O presidente Luiz Inácio Lula da Silva decidiu enviar ao Congresso Nacional um projeto de lei próprio para extinguir a escala de trabalho 6×1, em que o trabalhador atua seis dias seguidos com um de descanso. A iniciativa é tratada como uma das principais apostas do governo para o debate eleitoral deste ano e busca acelerar a tramitação da proposta no Legislativo.
A estratégia escolhida pelo Palácio do Planalto contrasta com a adotada pelo presidente da Câmara dos Deputados, Hugo Motta, que optou por tratar o tema por meio de uma Proposta de Emenda à Constituição (PEC), considerada mais lenta, porém com maior espaço para discussão.
Governo aposta em urgência para acelerar tramitação
A proposta do Executivo deve ser enviada com pedido de urgência constitucional, mecanismo que obriga a Câmara a votar o texto em até 45 dias. Caso o prazo não seja cumprido, outras votações ficam travadas até a análise da matéria.
A medida é vista pelo governo como uma forma de garantir que o tema avance rapidamente, evitando atrasos que poderiam comprometer sua aprovação ainda neste ano.
Segundo interlocutores do Planalto, a decisão de Lula foi tomada após semanas de articulação interna, com participação dos ministros Guilherme Boulos e Sidônio Palmeira, que defenderam o envio do projeto.
A expectativa é de que o texto seja encaminhado ao Congresso já na próxima semana.
Diferença de estratégia com a Câmara
Enquanto o governo busca acelerar a tramitação, a Câmara segue outro caminho. A PEC apresentada para tratar do tema, inspirada em proposta da deputada Erika Hilton, precisa passar por etapas como análise na Comissão de Constituição e Justiça e em uma comissão especial antes de chegar ao plenário.
Hugo Motta tem defendido que a tramitação por PEC é mais adequada por permitir maior debate com setores produtivos e representantes da sociedade.
A previsão é que a proposta seja votada em maio, mas o calendário é considerado apertado, especialmente diante da necessidade de aprovação também no Senado antes das eleições.
Pontos centrais da proposta do governo
O conteúdo final do projeto ainda está em elaboração, mas o governo já definiu alguns pilares que pretende manter. Entre eles estão a garantia de dois dias de descanso semanal, a fixação de uma jornada máxima de 40 horas por semana e a implementação das mudanças sem redução de salário.

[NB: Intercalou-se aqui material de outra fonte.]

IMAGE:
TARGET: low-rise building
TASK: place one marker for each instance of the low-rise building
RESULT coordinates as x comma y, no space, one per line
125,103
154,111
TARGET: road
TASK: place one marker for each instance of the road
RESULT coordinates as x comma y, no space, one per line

A proposta difere da PEC em discussão, que prevê a redução da jornada de 44 para 36 horas semanais.
A iniciativa enfrenta resistência de setores empresariais, que têm demonstrado preocupação com o impacto econômico da mudança. Representantes dessas áreas chegaram a sugerir a criação de mecanismos de compensação, como desonerações tributárias.
O ministro do Trabalho, Luiz Marinho, no entanto, descartou a possibilidade de concessão de benefícios desse tipo.
Apoio popular impulsiona proposta
Dentro do governo, a avaliação é de que o tema possui forte apelo popular, o que pode facilitar sua aprovação no Congresso. Pesquisa do Datafolha divulgada em março aponta que 71% dos brasileiros defendem a redução do número de dias de trabalho semanal.
O índice representa crescimento em relação a levantamento anterior, realizado em dezembro de 2024, quando 64% se manifestaram favoráveis à medida.
A proximidade das eleições também é vista como um fator que pode pressionar parlamentares a apoiar a proposta, mesmo diante de divergências sobre o formato ideal.
Com duas estratégias em curso — uma pelo Executivo e outra pela Câmara —, o debate sobre o fim da escala 6×1 deve ganhar centralidade na agenda política nas próximas semanas.